Sharky would then leave the team, with Rody "Xynew" Geissle filling the roster spot. With Xynew, Zer0 and Genburten would win the 2023 ALGS Split 2 Playoffs. Upon winning their third LAN, Zer0 and Genburten became the only 3-time LAN championships in ALGS history. With the win, Zer0 was also awarded his second Monster MVP.

===Team Falcons===
DarkZero would finish the 2024 Split 1 Playoffs LAN as runner-ups to Reject Winnity of the APAC North region. Following this, it was announced that Zer0 and Genburten would be leaving DarkZero, and joining with Phillip "ImperialHal" Dosen, to form a "superteam" for the Split 2 season. Initially unclear if this would be under the DZ banner, it was announced on 28 May that the trio signed under the Saudi organization Team Falcons, which is believed to have connections to the Al-Saud royal family. Though ImperialHal served as an IGL for his previous team, he relinquished the role to Zer0 when they joined the Falcons roster. Zer0 and Falcons won the Split 2 NA Regional Pro League. The three played together at the 2024 Esports World Cup's Apex Legends tournament, placing second and winning the silver medal.

==Player profile==
Zer0 served as the captain and IGL for DarkZero and Team Falcons during his time with the respective organizations. In his role, he makes call-outs for his teammates, with his calls being seen as particularly "aggressive" by spectators. Hannah Marie ZT of Dot Esports wrote that Zer0 is "famously detail-orientated and vocal". She also wrote that his "intense attention to detail and strict team control" are reasons why many followers of the esport consider him as the best IGL. He is also often noted for his high damage outputs and kill counts. Also writing for the publication, Justin-Ivan Labilles and Adam Snavely commended Zer0, stating he "stands as the prime example of how textbook Apex should be played, from ring rotations to identifying vulnerable targets and knowing when to fully commit to a fight."

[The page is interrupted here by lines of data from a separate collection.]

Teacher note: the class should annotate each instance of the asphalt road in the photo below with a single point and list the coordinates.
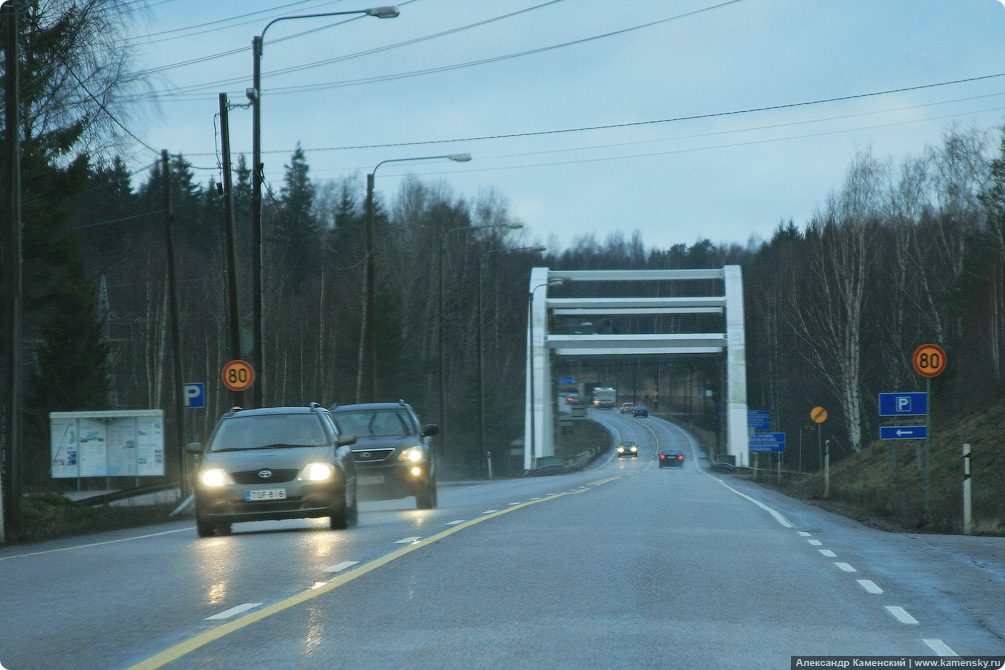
(621, 566)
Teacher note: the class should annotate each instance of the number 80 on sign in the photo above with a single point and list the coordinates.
(929, 360)
(238, 376)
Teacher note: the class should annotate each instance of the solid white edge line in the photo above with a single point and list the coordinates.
(234, 611)
(940, 647)
(83, 546)
(901, 615)
(869, 586)
(778, 515)
(338, 568)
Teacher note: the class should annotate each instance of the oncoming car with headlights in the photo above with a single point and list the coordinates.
(274, 463)
(627, 449)
(392, 453)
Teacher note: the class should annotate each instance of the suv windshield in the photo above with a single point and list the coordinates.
(268, 430)
(375, 423)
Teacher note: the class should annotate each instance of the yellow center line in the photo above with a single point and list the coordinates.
(174, 653)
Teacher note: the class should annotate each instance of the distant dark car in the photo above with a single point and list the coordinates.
(627, 449)
(274, 463)
(668, 458)
(392, 453)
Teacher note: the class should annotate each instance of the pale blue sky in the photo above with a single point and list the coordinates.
(727, 178)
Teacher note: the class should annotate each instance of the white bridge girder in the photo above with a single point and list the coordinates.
(539, 414)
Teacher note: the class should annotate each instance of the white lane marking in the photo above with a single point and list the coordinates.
(869, 586)
(778, 515)
(227, 614)
(83, 546)
(338, 568)
(940, 647)
(901, 615)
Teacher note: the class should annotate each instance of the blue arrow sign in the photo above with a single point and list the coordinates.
(761, 443)
(902, 432)
(195, 395)
(759, 419)
(903, 404)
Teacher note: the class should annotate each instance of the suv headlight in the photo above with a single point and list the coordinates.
(412, 454)
(215, 477)
(317, 472)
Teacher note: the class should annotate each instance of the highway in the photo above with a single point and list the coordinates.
(622, 565)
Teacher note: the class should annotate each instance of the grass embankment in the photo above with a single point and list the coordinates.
(863, 485)
(51, 515)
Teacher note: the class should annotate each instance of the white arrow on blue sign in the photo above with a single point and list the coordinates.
(195, 395)
(903, 432)
(903, 404)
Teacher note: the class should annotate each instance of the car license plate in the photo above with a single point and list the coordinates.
(265, 494)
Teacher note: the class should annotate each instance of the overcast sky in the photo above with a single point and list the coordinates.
(586, 116)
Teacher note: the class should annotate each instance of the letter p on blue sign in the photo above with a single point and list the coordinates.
(195, 395)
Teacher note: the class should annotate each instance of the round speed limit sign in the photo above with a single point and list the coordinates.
(238, 376)
(929, 361)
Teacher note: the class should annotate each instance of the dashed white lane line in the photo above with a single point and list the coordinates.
(901, 615)
(940, 648)
(338, 568)
(869, 586)
(234, 611)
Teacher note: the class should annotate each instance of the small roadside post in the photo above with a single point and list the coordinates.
(968, 526)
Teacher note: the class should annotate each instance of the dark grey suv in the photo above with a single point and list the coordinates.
(274, 463)
(392, 454)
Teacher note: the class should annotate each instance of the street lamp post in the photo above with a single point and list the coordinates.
(440, 290)
(254, 94)
(481, 365)
(557, 281)
(368, 349)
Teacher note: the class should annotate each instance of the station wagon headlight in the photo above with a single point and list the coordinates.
(216, 477)
(412, 454)
(317, 472)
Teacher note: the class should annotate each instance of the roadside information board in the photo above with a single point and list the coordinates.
(903, 404)
(767, 443)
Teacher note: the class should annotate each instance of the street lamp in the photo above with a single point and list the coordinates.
(481, 366)
(439, 319)
(368, 350)
(555, 282)
(254, 94)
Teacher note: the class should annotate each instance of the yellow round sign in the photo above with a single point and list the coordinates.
(238, 376)
(929, 361)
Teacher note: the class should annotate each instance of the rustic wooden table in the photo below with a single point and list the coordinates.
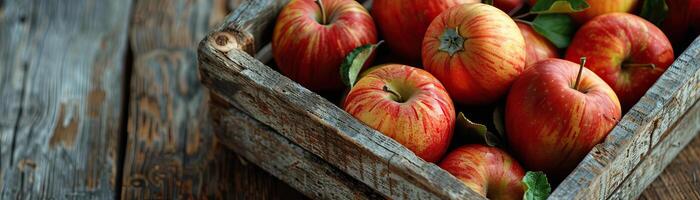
(101, 100)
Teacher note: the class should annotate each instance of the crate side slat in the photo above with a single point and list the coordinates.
(610, 163)
(277, 155)
(653, 164)
(324, 129)
(307, 119)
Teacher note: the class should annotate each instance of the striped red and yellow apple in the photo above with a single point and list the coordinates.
(403, 23)
(407, 104)
(476, 51)
(537, 48)
(628, 52)
(311, 39)
(488, 171)
(600, 7)
(552, 122)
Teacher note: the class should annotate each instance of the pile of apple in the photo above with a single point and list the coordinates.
(562, 72)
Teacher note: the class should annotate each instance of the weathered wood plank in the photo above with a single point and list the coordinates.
(321, 128)
(679, 135)
(61, 91)
(171, 151)
(680, 179)
(276, 154)
(610, 163)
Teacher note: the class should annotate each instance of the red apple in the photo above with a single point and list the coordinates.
(599, 7)
(682, 23)
(407, 104)
(310, 42)
(403, 22)
(537, 48)
(552, 122)
(488, 171)
(509, 6)
(476, 50)
(628, 52)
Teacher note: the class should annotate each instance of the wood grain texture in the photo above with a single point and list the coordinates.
(679, 135)
(681, 179)
(327, 131)
(61, 91)
(614, 162)
(171, 152)
(284, 159)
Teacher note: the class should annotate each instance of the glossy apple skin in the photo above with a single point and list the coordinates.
(493, 54)
(403, 23)
(423, 122)
(600, 7)
(310, 53)
(487, 170)
(552, 126)
(610, 40)
(682, 23)
(537, 48)
(509, 6)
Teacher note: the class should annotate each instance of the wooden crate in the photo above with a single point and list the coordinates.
(322, 151)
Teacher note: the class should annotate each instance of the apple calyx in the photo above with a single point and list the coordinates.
(451, 41)
(396, 94)
(580, 71)
(323, 12)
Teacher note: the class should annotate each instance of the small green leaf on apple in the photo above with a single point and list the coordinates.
(475, 131)
(557, 28)
(559, 6)
(355, 61)
(654, 10)
(536, 186)
(498, 121)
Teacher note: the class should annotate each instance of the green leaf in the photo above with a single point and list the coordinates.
(475, 131)
(557, 28)
(498, 121)
(655, 11)
(559, 6)
(355, 61)
(537, 186)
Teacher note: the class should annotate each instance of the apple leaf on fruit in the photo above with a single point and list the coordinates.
(559, 6)
(536, 186)
(355, 61)
(498, 121)
(654, 10)
(557, 28)
(476, 131)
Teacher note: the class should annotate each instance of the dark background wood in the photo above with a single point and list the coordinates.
(100, 99)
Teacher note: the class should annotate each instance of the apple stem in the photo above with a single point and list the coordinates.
(386, 89)
(580, 71)
(323, 12)
(647, 65)
(523, 21)
(523, 15)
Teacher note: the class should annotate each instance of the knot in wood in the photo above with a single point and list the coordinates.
(224, 41)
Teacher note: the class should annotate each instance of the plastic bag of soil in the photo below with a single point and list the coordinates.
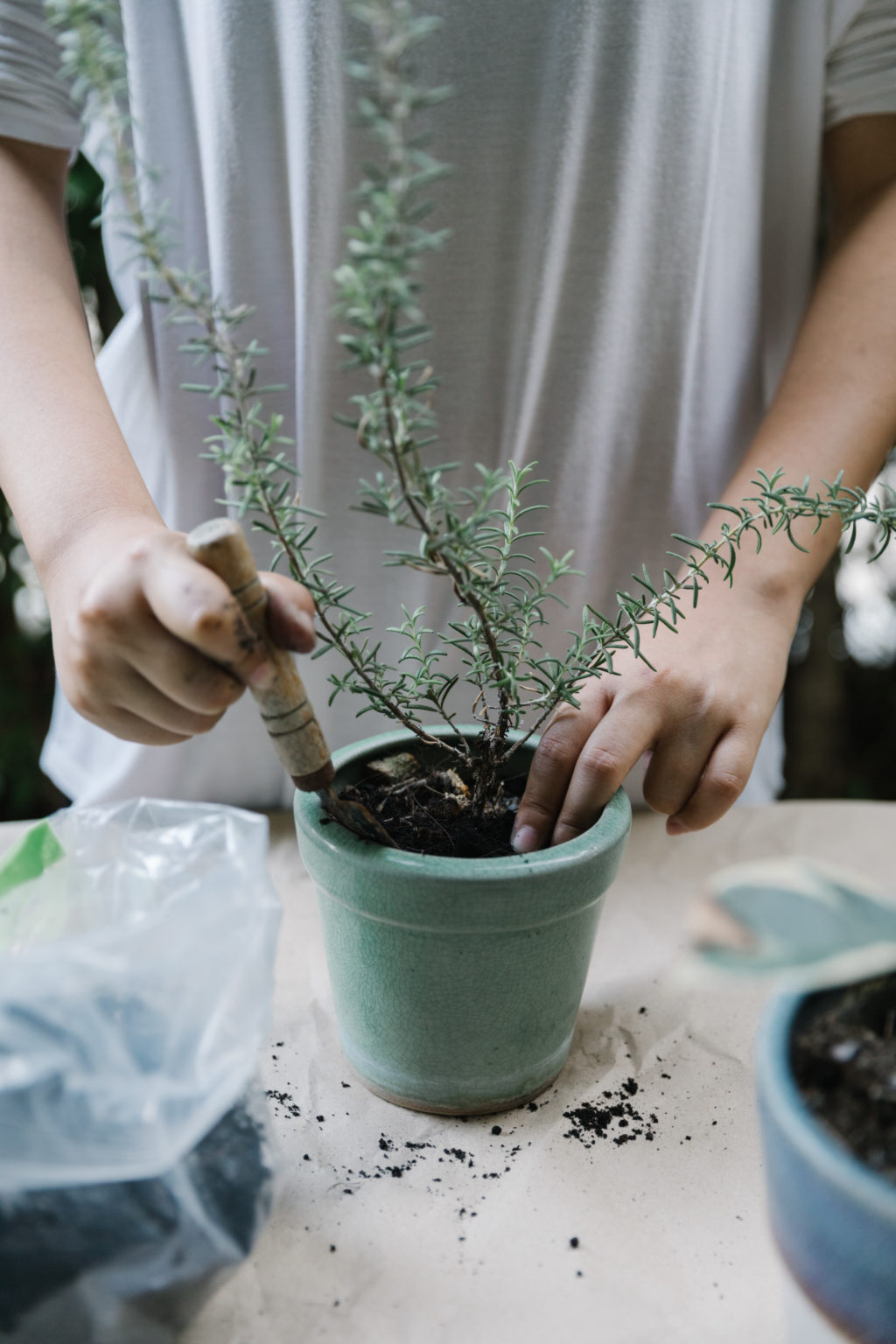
(136, 972)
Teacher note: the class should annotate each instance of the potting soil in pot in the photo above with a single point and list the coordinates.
(130, 1261)
(844, 1058)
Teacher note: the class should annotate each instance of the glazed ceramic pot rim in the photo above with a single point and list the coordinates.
(806, 1132)
(610, 828)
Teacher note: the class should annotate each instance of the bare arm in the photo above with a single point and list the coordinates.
(140, 629)
(703, 712)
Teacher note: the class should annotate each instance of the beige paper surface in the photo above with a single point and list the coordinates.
(672, 1236)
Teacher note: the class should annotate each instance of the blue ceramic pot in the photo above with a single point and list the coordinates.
(456, 982)
(833, 1218)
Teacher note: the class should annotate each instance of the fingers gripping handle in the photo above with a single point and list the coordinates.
(220, 546)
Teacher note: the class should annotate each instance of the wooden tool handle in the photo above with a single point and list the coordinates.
(289, 718)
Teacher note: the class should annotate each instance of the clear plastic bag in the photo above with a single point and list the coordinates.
(136, 972)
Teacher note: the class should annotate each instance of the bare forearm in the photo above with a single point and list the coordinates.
(62, 458)
(836, 406)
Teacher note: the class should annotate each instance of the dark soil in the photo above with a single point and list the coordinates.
(431, 814)
(844, 1058)
(153, 1243)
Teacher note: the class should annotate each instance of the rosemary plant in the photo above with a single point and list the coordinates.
(477, 538)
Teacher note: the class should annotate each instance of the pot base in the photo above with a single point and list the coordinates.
(477, 1109)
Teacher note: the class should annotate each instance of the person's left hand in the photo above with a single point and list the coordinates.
(700, 715)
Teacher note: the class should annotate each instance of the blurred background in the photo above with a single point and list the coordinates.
(840, 701)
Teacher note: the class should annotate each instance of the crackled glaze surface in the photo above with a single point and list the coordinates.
(456, 982)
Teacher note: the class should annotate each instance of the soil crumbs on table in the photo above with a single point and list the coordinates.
(595, 1120)
(844, 1060)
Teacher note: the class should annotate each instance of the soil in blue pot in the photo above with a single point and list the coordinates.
(844, 1060)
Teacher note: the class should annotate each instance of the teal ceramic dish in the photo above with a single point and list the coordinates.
(456, 982)
(833, 1218)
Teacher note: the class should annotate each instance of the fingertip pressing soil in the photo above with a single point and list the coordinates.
(431, 814)
(844, 1060)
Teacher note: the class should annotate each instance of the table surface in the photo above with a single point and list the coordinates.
(391, 1226)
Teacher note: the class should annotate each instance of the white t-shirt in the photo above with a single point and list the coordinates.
(634, 220)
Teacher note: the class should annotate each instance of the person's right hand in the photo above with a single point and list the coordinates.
(148, 642)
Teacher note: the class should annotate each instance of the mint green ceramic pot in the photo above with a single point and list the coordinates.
(456, 982)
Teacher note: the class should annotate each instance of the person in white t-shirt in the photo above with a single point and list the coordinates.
(627, 298)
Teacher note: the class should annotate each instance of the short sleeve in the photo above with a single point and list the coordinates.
(35, 102)
(861, 66)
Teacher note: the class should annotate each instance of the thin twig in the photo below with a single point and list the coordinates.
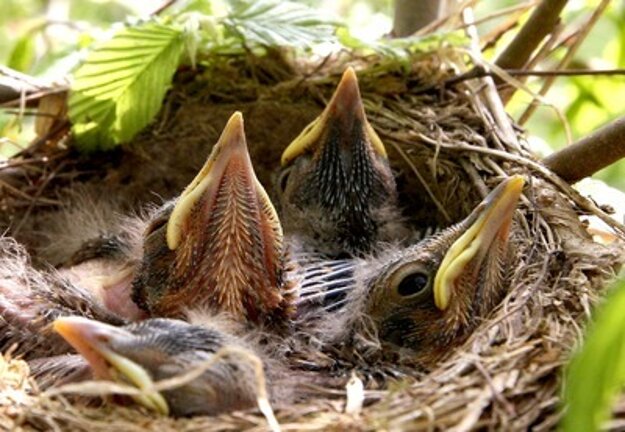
(581, 201)
(162, 7)
(543, 52)
(542, 21)
(567, 58)
(501, 122)
(590, 154)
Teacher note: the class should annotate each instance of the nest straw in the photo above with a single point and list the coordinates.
(447, 150)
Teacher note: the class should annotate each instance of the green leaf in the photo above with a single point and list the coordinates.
(280, 23)
(120, 87)
(23, 54)
(596, 374)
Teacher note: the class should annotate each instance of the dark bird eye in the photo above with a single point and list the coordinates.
(284, 179)
(411, 284)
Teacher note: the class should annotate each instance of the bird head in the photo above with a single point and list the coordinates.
(142, 353)
(219, 246)
(336, 187)
(431, 293)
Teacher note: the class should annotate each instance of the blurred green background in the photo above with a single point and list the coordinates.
(44, 38)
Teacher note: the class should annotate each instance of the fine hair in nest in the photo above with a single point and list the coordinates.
(447, 152)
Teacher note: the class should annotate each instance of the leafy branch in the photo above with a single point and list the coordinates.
(120, 87)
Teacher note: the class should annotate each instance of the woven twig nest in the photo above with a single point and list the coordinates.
(447, 151)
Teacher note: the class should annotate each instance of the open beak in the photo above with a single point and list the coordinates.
(488, 229)
(227, 236)
(229, 159)
(333, 132)
(92, 340)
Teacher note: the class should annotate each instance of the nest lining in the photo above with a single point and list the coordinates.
(446, 152)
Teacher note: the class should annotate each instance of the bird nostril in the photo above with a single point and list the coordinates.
(284, 179)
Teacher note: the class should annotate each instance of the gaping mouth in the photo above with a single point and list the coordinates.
(90, 338)
(345, 107)
(492, 223)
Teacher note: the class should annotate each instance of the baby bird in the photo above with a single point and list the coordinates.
(336, 189)
(219, 246)
(30, 300)
(424, 297)
(153, 350)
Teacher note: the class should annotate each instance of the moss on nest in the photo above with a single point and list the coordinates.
(447, 151)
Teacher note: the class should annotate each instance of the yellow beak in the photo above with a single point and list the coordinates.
(90, 339)
(493, 218)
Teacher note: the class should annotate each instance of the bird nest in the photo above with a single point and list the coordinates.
(448, 147)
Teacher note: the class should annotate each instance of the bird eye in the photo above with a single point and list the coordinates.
(284, 179)
(410, 281)
(412, 284)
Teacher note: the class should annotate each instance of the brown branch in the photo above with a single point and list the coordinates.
(542, 21)
(412, 15)
(478, 72)
(567, 58)
(590, 154)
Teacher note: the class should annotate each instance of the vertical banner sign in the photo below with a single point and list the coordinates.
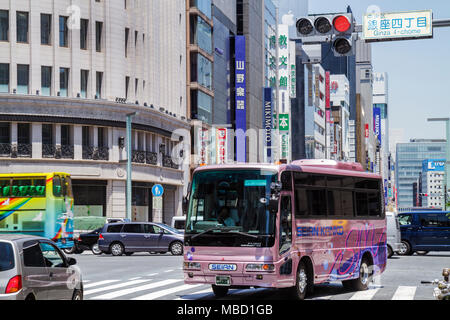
(377, 123)
(284, 132)
(241, 99)
(221, 146)
(203, 140)
(327, 91)
(268, 123)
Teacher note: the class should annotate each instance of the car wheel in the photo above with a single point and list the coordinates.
(117, 249)
(405, 249)
(220, 292)
(365, 277)
(95, 249)
(69, 250)
(77, 295)
(176, 248)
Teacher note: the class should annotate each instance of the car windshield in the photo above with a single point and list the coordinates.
(228, 203)
(6, 257)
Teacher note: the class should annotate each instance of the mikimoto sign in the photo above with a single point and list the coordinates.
(398, 26)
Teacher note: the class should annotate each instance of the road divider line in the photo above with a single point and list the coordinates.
(404, 293)
(100, 283)
(364, 295)
(115, 286)
(162, 293)
(124, 292)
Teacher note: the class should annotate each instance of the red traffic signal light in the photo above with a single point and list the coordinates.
(341, 24)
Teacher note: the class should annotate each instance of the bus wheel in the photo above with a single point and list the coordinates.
(220, 292)
(365, 277)
(405, 249)
(301, 282)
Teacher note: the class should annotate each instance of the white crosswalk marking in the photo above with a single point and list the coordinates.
(115, 286)
(404, 293)
(100, 283)
(162, 293)
(364, 295)
(124, 292)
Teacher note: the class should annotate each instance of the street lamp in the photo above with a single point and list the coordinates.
(447, 160)
(129, 167)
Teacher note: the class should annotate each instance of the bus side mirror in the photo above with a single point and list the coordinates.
(273, 206)
(185, 205)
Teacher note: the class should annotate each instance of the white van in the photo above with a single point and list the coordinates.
(393, 233)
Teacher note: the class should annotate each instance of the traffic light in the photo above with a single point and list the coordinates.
(335, 28)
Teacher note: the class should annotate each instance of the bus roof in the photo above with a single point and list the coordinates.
(26, 175)
(330, 167)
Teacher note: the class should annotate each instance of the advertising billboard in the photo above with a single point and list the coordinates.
(241, 99)
(398, 26)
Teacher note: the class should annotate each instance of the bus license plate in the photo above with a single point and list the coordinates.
(223, 281)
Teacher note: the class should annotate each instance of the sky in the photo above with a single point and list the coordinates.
(418, 70)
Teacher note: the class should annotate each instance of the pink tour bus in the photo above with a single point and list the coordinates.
(288, 226)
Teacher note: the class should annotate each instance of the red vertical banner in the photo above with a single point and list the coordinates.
(327, 90)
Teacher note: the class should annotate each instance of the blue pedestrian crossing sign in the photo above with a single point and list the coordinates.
(157, 190)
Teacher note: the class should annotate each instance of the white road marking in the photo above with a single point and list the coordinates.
(404, 293)
(115, 286)
(162, 293)
(124, 292)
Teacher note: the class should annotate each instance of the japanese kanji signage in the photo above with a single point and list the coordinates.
(241, 99)
(398, 26)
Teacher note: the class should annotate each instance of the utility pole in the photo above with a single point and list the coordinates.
(129, 166)
(447, 160)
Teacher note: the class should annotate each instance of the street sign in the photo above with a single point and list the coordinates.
(398, 26)
(157, 190)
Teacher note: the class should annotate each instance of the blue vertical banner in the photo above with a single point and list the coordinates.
(268, 122)
(241, 99)
(377, 123)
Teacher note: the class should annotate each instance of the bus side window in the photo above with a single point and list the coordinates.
(57, 188)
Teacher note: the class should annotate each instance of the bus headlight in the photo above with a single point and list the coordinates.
(192, 266)
(260, 267)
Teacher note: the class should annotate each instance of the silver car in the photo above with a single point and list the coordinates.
(34, 268)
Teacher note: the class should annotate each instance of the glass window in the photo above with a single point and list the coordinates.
(64, 81)
(133, 228)
(98, 35)
(46, 28)
(63, 32)
(4, 77)
(22, 78)
(4, 25)
(52, 256)
(116, 228)
(84, 27)
(46, 80)
(84, 82)
(22, 26)
(6, 257)
(98, 84)
(32, 255)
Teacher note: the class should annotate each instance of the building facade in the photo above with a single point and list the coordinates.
(409, 162)
(71, 71)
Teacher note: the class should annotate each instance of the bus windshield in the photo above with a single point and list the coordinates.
(230, 208)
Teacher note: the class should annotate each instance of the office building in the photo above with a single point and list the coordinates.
(409, 164)
(70, 74)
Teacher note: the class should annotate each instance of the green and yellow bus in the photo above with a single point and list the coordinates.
(39, 204)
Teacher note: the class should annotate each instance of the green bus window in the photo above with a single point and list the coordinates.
(57, 186)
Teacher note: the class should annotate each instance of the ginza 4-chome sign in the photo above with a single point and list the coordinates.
(398, 26)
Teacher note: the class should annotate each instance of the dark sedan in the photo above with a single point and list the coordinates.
(127, 238)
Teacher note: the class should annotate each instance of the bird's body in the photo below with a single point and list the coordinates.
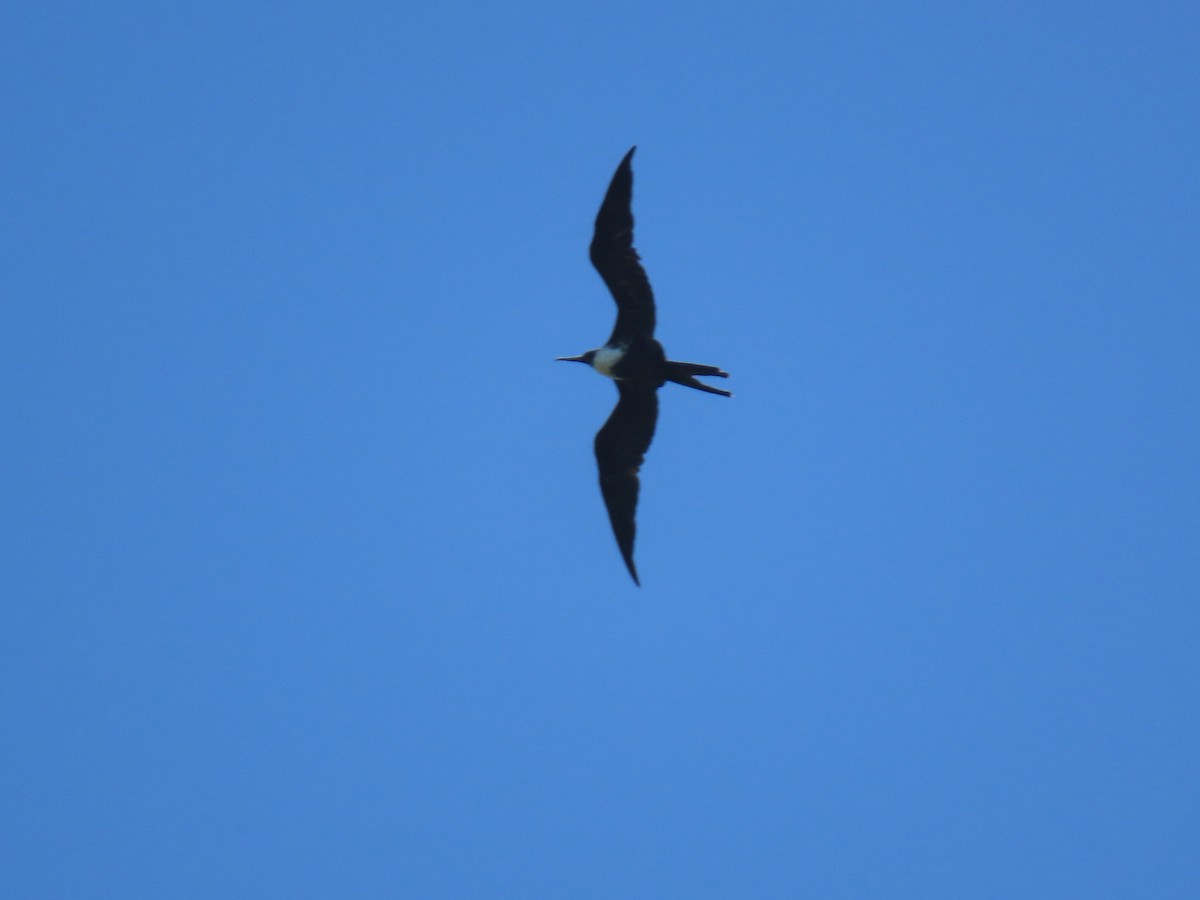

Prior to his win at the Stockholm LAN, Zer0 stated that he had a reputation as a "match point choker", having never won in the APAC South region. Following his LAN success in 2022, Zer0 garnered a reputation for his Apex prowess, particularly as an IGL. Ben Sledge of TheGamer wrote that "adapting to losing star fragger Genburten and teaching your tactics to a newcomer during the competition shows a level of leadership that many Apex IGLs will never be able to match". Indeed, Zer0's reputation as an elite IGL has maintained and heading into the 2024 ALGS Split 1 Playoffs, he was considered one of the best IGLs in competitive Apex.

Sledge wrote that out of match contexts, Zer0 is "incredibly laid back [...] coming across as casual, confident, and a little cocksure." He is also one of the highest-earning Apex players, at one point being the highest-earning of all-time; he ranked fourth all-time after the 2023 ALGS Championship.